How important can this "stuff" be if I can't tell any difference? Perhaps you have some insight as to what the stuff might be?


----------



## inkahauts (Nov 13, 2006)

JerryMeeker said:


> How important can this "stuff" be if I can't tell any difference? Perhaps you have some insight as to what the stuff might be?


If its blocking anything it could be when you are running searches or using the iPad or similar app out of Home or downloading of posters etc or on demand. Have you checked if on demand works? It's also possible it's not blocking anything important and you can ignore it. I just wonder if it's blocking searches and such and forcing them to run on the machine instead of online.


----------



## trh (Nov 3, 2007)

New DirecTV Cinema Connection Kit hits FCC with wireless in tow


----------



## JerryMeeker (Sep 20, 2007)

inkahauts said:


> If its blocking anything it could be when you are running searches or using the iPad or similar app out of Home or downloading of posters etc or on demand. Have you checked if on demand works? It's also possible it's not blocking anything important and you can ignore it. I just wonder if it's blocking searches and such and forcing them to run on the machine instead of online.

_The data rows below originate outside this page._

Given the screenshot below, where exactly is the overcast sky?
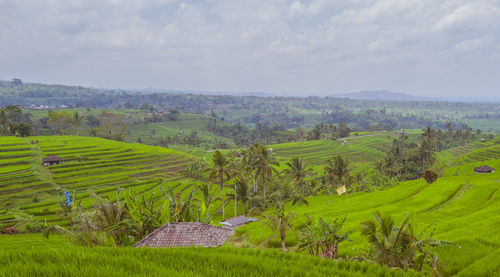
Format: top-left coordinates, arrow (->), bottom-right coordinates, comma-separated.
0,0 -> 500,97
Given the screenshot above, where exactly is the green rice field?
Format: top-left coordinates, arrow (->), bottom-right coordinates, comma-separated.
0,136 -> 198,225
236,156 -> 500,276
0,235 -> 419,277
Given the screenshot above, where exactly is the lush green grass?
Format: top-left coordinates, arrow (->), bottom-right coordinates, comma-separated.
0,235 -> 417,277
235,157 -> 500,276
0,136 -> 199,224
269,132 -> 404,172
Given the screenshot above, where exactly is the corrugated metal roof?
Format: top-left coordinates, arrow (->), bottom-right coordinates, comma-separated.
134,222 -> 232,247
474,165 -> 495,172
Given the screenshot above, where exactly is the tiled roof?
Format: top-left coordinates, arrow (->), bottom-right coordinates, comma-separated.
134,222 -> 232,247
221,215 -> 257,227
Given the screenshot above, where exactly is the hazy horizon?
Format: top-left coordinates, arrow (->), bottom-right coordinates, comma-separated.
0,0 -> 500,98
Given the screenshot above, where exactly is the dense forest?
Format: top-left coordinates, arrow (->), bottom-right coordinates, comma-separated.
0,79 -> 500,131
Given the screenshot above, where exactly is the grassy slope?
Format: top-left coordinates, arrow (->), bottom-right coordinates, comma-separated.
27,109 -> 232,147
0,235 -> 418,277
269,132 -> 406,172
236,155 -> 500,276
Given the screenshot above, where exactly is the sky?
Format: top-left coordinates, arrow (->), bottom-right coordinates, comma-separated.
0,0 -> 500,97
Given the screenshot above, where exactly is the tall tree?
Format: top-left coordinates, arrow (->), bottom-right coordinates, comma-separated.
253,143 -> 279,203
299,217 -> 352,259
208,150 -> 231,219
198,183 -> 220,221
324,155 -> 351,189
361,211 -> 459,273
283,158 -> 313,189
418,126 -> 437,172
72,111 -> 84,136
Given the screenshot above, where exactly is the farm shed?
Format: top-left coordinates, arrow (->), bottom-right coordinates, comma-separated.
134,222 -> 232,247
219,215 -> 257,227
474,165 -> 495,173
42,156 -> 62,166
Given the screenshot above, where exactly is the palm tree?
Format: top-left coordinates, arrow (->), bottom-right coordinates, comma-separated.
208,150 -> 231,219
324,155 -> 351,192
124,191 -> 168,239
266,196 -> 295,252
72,112 -> 83,136
283,158 -> 313,189
253,143 -> 279,203
90,192 -> 130,245
226,176 -> 251,216
299,217 -> 353,259
361,211 -> 460,271
198,183 -> 220,218
0,109 -> 10,135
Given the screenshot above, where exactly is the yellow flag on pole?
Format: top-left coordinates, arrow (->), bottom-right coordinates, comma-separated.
337,186 -> 346,195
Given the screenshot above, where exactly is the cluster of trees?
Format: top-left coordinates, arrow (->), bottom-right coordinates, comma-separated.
144,108 -> 181,123
376,123 -> 481,180
0,80 -> 500,131
0,106 -> 33,137
15,137 -> 458,272
307,122 -> 351,140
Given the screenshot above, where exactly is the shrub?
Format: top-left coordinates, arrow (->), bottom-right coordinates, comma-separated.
422,169 -> 438,184
0,224 -> 18,235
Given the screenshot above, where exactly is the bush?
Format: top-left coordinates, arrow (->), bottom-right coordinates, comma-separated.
0,224 -> 18,235
422,169 -> 438,184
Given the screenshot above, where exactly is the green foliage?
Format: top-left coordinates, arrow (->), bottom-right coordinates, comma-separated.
299,217 -> 353,259
422,169 -> 438,184
361,211 -> 453,274
0,235 -> 418,277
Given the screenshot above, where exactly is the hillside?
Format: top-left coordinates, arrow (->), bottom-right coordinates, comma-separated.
269,132 -> 399,171
236,155 -> 500,276
332,90 -> 433,101
0,136 -> 198,224
0,234 -> 421,277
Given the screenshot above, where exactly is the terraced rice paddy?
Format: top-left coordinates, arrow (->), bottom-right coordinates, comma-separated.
0,235 -> 419,277
269,133 -> 396,169
439,142 -> 500,166
236,157 -> 500,276
0,136 -> 197,224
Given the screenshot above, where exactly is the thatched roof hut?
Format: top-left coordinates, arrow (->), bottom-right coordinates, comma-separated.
474,165 -> 495,173
134,222 -> 232,247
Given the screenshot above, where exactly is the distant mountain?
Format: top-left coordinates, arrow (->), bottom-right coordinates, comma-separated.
331,90 -> 433,101
129,88 -> 274,97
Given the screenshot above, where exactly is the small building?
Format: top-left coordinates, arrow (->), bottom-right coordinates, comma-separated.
219,215 -> 258,228
42,156 -> 62,166
134,222 -> 233,247
474,165 -> 495,173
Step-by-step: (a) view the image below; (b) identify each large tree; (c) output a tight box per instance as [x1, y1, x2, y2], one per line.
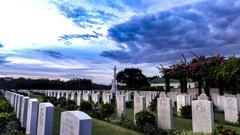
[117, 68, 149, 89]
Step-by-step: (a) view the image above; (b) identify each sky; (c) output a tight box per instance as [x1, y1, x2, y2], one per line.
[0, 0, 240, 84]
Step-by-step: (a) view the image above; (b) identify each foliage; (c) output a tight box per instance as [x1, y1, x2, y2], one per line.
[79, 101, 93, 113]
[43, 96, 58, 106]
[98, 104, 115, 119]
[212, 126, 237, 135]
[0, 99, 13, 113]
[126, 101, 133, 108]
[135, 111, 157, 134]
[117, 68, 149, 89]
[148, 98, 157, 112]
[180, 105, 192, 118]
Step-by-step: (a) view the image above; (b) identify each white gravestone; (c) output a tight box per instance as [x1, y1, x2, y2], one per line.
[60, 111, 92, 135]
[224, 97, 238, 123]
[217, 95, 225, 111]
[192, 100, 214, 133]
[177, 95, 187, 116]
[134, 96, 146, 120]
[17, 95, 23, 119]
[117, 95, 126, 117]
[37, 103, 54, 135]
[21, 97, 29, 128]
[157, 97, 173, 129]
[26, 98, 39, 135]
[77, 92, 82, 106]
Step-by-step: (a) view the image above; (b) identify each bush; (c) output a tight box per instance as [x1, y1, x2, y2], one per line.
[79, 101, 93, 113]
[135, 111, 157, 135]
[43, 96, 58, 106]
[126, 101, 133, 108]
[180, 105, 192, 118]
[148, 99, 157, 112]
[0, 99, 13, 113]
[98, 104, 115, 119]
[212, 126, 237, 135]
[55, 97, 67, 108]
[0, 112, 16, 133]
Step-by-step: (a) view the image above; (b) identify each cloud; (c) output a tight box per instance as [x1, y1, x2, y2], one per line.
[100, 0, 240, 63]
[35, 49, 72, 59]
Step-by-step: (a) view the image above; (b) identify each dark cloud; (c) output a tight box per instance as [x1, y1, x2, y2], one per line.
[55, 3, 117, 28]
[59, 31, 103, 41]
[35, 49, 72, 59]
[101, 0, 240, 63]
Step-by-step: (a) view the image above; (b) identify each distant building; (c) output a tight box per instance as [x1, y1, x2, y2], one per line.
[150, 77, 197, 89]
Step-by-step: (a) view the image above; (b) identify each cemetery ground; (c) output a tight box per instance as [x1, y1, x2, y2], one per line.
[30, 93, 240, 135]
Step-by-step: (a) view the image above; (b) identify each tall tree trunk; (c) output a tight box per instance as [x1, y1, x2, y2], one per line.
[218, 78, 224, 95]
[198, 78, 202, 95]
[204, 79, 210, 97]
[165, 77, 170, 92]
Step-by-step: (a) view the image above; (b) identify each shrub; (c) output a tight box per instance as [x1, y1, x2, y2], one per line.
[126, 101, 133, 108]
[180, 105, 192, 118]
[0, 112, 16, 133]
[0, 100, 13, 113]
[55, 97, 67, 108]
[98, 104, 115, 119]
[212, 126, 237, 135]
[43, 96, 58, 106]
[148, 99, 157, 112]
[79, 101, 93, 113]
[64, 100, 77, 110]
[135, 111, 157, 135]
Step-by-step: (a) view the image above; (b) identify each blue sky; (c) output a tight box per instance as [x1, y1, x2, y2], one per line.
[0, 0, 240, 84]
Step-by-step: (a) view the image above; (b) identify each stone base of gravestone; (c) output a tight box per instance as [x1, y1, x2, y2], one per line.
[192, 100, 214, 133]
[198, 93, 209, 100]
[60, 111, 92, 135]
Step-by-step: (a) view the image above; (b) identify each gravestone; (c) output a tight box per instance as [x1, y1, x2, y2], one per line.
[198, 93, 209, 100]
[157, 97, 173, 129]
[237, 94, 240, 112]
[26, 98, 39, 135]
[224, 97, 238, 123]
[217, 95, 225, 111]
[192, 100, 214, 133]
[37, 103, 54, 135]
[17, 95, 23, 119]
[177, 95, 187, 116]
[21, 97, 29, 128]
[146, 93, 153, 108]
[134, 96, 146, 120]
[117, 95, 126, 117]
[77, 92, 82, 106]
[60, 111, 92, 135]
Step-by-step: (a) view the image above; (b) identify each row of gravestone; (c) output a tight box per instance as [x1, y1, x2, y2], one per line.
[22, 91, 239, 132]
[5, 91, 92, 135]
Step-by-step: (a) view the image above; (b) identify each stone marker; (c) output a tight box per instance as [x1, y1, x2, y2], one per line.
[157, 97, 173, 129]
[37, 103, 54, 135]
[177, 95, 187, 116]
[224, 97, 238, 123]
[117, 95, 126, 117]
[21, 97, 29, 128]
[60, 111, 92, 135]
[192, 100, 214, 133]
[16, 95, 23, 119]
[134, 95, 146, 120]
[26, 98, 38, 135]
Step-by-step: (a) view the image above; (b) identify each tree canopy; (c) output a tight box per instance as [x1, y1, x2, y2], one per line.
[117, 68, 149, 89]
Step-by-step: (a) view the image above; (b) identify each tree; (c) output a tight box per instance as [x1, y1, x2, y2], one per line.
[117, 68, 149, 89]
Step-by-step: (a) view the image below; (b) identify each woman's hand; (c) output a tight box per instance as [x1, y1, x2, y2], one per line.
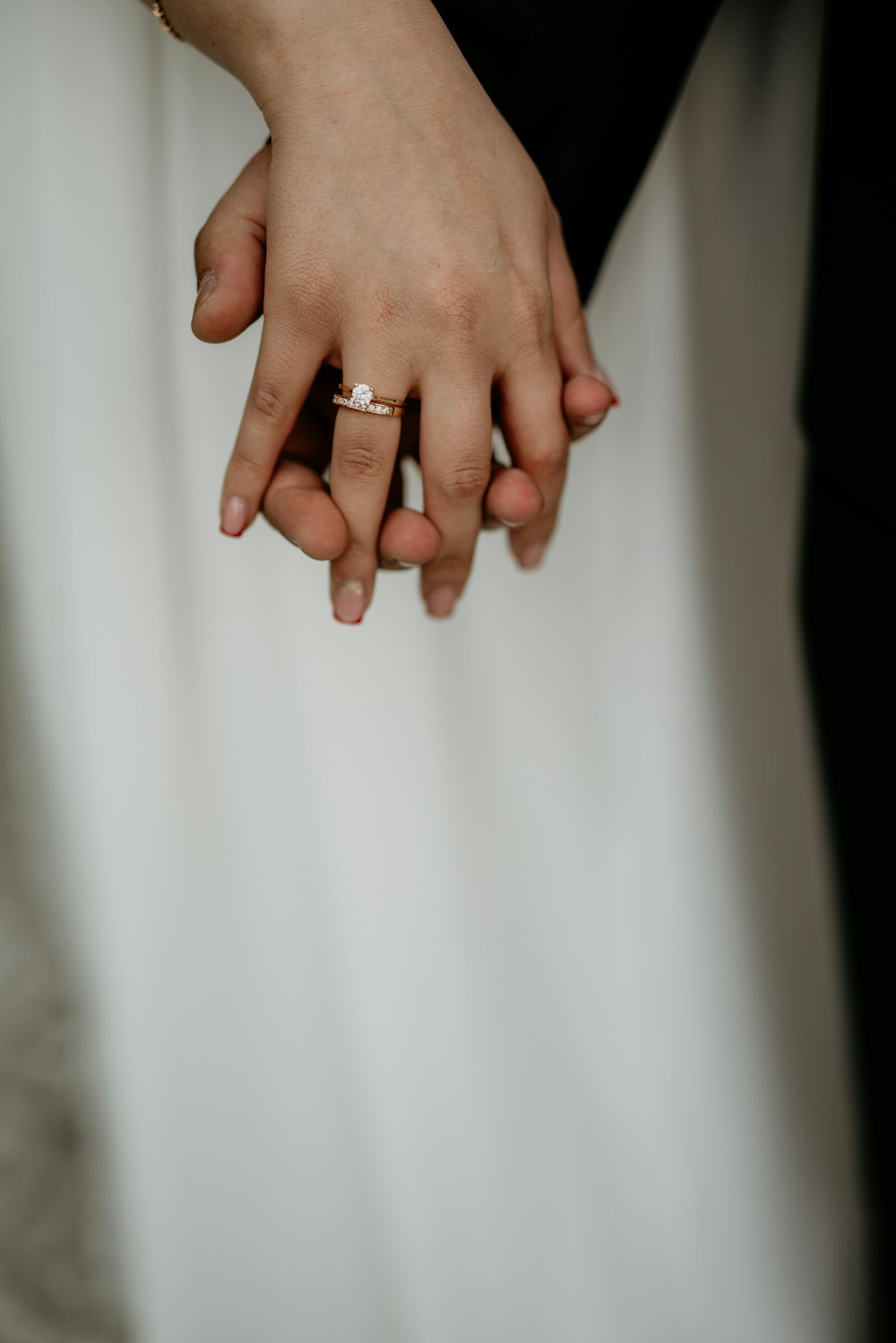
[194, 149, 620, 621]
[168, 0, 611, 616]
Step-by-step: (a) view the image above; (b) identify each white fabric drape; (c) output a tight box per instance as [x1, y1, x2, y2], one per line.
[0, 0, 857, 1343]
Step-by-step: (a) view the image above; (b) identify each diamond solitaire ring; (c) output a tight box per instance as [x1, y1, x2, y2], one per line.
[333, 383, 404, 415]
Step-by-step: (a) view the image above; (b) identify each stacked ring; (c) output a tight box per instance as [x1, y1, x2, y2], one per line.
[333, 383, 404, 415]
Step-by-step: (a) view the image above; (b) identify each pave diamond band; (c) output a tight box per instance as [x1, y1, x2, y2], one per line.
[333, 383, 404, 415]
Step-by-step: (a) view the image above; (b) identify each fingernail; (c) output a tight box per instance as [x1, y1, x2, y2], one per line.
[220, 495, 248, 536]
[333, 579, 364, 624]
[426, 589, 457, 618]
[194, 270, 218, 317]
[517, 541, 544, 570]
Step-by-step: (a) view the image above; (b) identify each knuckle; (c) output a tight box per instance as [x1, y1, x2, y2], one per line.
[194, 221, 211, 275]
[427, 555, 470, 587]
[436, 460, 490, 504]
[511, 280, 551, 344]
[337, 441, 385, 481]
[250, 380, 289, 427]
[430, 267, 487, 336]
[271, 266, 336, 333]
[538, 433, 570, 476]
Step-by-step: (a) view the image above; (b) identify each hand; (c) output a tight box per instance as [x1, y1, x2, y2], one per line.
[192, 148, 611, 624]
[168, 0, 617, 614]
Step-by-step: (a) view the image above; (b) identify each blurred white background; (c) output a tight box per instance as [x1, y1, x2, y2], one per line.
[0, 0, 857, 1343]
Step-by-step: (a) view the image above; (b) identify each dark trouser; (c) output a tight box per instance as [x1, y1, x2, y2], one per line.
[439, 0, 896, 1343]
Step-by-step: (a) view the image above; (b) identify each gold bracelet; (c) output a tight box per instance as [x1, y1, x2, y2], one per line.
[149, 0, 185, 41]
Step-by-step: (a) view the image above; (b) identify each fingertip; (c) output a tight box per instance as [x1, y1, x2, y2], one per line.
[379, 508, 442, 570]
[485, 466, 544, 528]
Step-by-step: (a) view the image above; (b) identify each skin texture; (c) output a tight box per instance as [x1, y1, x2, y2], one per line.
[167, 0, 613, 624]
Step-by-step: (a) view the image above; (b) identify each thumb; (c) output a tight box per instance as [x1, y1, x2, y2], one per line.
[192, 146, 270, 342]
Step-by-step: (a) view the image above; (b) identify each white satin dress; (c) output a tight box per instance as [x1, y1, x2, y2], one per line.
[0, 0, 858, 1343]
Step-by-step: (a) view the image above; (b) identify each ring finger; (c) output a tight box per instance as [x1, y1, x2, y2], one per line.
[331, 359, 409, 624]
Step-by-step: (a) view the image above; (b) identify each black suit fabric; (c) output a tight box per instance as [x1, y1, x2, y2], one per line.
[438, 0, 896, 1343]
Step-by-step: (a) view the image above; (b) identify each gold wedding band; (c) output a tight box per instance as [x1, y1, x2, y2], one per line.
[333, 383, 404, 415]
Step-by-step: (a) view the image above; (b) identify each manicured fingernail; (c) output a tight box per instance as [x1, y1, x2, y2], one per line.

I haven't noticed anything that isn't working properly. The event log of my intrusion detection system reports that the Wistron device pops up on average only once a day, and stays up for 1-2 minutes. The timing of the occurrences do not match any of my activities, so I don't think I am causing it. I wonder if this is an attempt to extract usage information from my DVR? As a related question, do we know the extent of the access that DirecTV has to our viewing activity? Is it wide open, or do we have any control over it?


----------



## inkahauts (Nov 13, 2006)

You can set that on the web site, but not sure where it is, haven’t looked for those settings in a while. And it could be for reporting PPV and viewing info, but not sure. I wouldn’t think it’d look different than other stuff.


----------



## inkahauts (Nov 13, 2006)

trh said:


> New DirecTV Cinema Connection Kit hits FCC with wireless in tow


After reading this, I wouldn't be surprised if it was checking for firmware updates once a day and that's all this is.


----------